4. Slug/Plug Flow Improvements
One application that now utilizes the slug or plug flow is the MemPulse™ MBR system from Siemens Water Technologies. The system is supplied with a continuous air supply that is accumulated in the base of the module. It periodically releases irregular pulses of air to the MBR module, creating plug flow.
To create the plug flow, the MemPulse MBR system acts as an airlift pump, drawing mixed liquor from below the device through a suction pipe and into the module. The liquid helps to prevent solids accumulation as the mixed liquor on the membrane is continuously refreshed with new liquor.
Table 1: Total power consumption comparisons (supplied by Memcor Products, Siemens Ltd)
The major difference between the MemPulse MBR system over traditional MBR systems is that the air supply to the system is up to 60% lower. Compared to a similar system with bubbly flow regime, a comparable performance could be achieved with half of the air flow rate.
Equating this to a system design, the energy required for a typical 5 MGD MBR system was reduced by 48% over a traditional MBR system, as shown in Table 1.
In addition to providing a large improvement in aeration energy, the MemPulse MBR system has a secondary advantage over traditional MBR systems.
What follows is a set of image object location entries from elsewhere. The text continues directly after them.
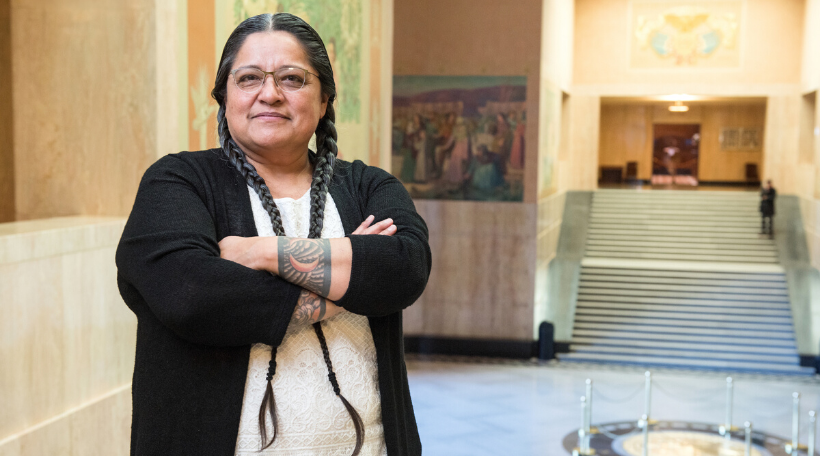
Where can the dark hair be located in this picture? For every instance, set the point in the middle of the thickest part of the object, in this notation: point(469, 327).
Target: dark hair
point(323, 161)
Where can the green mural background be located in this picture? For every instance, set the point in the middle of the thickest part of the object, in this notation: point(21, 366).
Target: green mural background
point(339, 23)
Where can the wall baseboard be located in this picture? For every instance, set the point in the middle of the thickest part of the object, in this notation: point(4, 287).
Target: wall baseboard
point(730, 183)
point(490, 348)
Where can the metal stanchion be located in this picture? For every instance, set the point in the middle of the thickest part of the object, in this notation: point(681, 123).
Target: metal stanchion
point(726, 429)
point(645, 424)
point(589, 403)
point(647, 395)
point(583, 433)
point(794, 447)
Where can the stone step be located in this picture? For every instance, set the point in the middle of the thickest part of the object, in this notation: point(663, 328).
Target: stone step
point(696, 344)
point(590, 306)
point(716, 275)
point(690, 364)
point(679, 295)
point(672, 249)
point(717, 303)
point(791, 358)
point(661, 331)
point(643, 243)
point(675, 318)
point(750, 283)
point(617, 336)
point(682, 257)
point(780, 292)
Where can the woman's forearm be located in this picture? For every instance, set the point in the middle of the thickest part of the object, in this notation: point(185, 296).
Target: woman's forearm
point(318, 265)
point(312, 308)
point(321, 266)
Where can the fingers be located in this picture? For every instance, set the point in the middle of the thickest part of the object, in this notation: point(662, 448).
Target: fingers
point(384, 227)
point(390, 230)
point(364, 225)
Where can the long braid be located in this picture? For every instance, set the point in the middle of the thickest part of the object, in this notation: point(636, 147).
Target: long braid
point(252, 178)
point(322, 174)
point(324, 163)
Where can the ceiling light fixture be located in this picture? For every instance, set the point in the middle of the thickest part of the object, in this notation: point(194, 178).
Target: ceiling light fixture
point(678, 97)
point(678, 107)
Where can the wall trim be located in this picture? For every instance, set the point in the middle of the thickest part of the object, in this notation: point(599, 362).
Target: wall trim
point(731, 183)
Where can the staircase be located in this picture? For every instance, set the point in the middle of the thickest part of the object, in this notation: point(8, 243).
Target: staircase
point(682, 279)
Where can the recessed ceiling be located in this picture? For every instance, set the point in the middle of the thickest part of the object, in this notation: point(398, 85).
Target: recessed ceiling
point(686, 98)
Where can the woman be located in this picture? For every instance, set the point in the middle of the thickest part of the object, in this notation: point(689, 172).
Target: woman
point(227, 361)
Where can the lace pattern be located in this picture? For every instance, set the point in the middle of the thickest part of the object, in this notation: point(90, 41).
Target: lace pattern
point(312, 420)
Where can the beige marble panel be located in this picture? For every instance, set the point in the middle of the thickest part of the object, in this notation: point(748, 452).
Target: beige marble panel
point(6, 117)
point(43, 238)
point(66, 338)
point(578, 168)
point(781, 143)
point(482, 281)
point(84, 96)
point(99, 428)
point(550, 215)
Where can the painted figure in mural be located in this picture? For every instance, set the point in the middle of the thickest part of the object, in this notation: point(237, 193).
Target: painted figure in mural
point(444, 142)
point(487, 170)
point(255, 268)
point(460, 156)
point(767, 197)
point(517, 149)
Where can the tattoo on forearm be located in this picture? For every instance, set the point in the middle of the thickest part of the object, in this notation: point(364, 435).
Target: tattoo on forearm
point(306, 262)
point(310, 308)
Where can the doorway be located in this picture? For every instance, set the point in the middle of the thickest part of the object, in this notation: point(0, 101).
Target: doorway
point(675, 154)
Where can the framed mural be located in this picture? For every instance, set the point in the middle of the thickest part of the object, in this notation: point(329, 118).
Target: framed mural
point(737, 138)
point(676, 34)
point(460, 137)
point(339, 23)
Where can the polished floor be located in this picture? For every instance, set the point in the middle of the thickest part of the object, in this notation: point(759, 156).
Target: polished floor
point(484, 407)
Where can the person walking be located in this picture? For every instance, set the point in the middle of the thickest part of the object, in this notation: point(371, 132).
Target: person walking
point(767, 196)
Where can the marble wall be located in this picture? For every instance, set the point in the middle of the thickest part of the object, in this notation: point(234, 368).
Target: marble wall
point(550, 216)
point(84, 104)
point(66, 339)
point(577, 167)
point(6, 118)
point(483, 276)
Apart from the accumulation device on the base of the module, no additional equipment is required to produce the necessary air flow.
Traditional MBR systems often provide valves or additional equipment to reduce the amount of bubbly flow supplied to the membrane modules while still maintaining a certain scouring efficiency. This equipment can require increased maintenance and care over the accumulation device, which has no moving parts.
The MemPulse MBR system is one more step in the development path of MBR technology. Over the past 30 years, there have been a number of breakthroughs in the MBR field that have seen the total system cost drop dramatically.
- The introduction of submersed membrane technology rather that tubular modules significantly decreased operating as well as capital costs, due to the lower recirculation rates required and the removal of a separate membrane housing.
- The separation of membrane tanks from the biological system allows for membrane cleaning in place and eliminated the need to remove membranes unnecessarily. It also allows for independent optimization of biological process and membrane performance.
The common theme with all MBR technology breakthroughs is a decrease in operating costs and capital expense, to improve the competitive product of the technology in the wastewater industry. This has allowed the technology to move from a niche small application technology to large municipal applications for 20+ MGD flows. The MemPulse MBR system provides an advantage in the energy required to clean the membranes.
Cui Z.F., Chang S. and Fane A.G., 2003, “The Use of Gas Bubbling to Enhance Membrane Processes,” Journal of Membrane Science, 221, pp. 1−35.
Kang C.W., Hua J.S., Lou J., Liu W. and Jordan E., 2008, “Bridging the Gap between Membrane Bio-reactor (MBR) Pilot and Plant Studies,” Journal of Membrane Science, 325, pp. 861−871.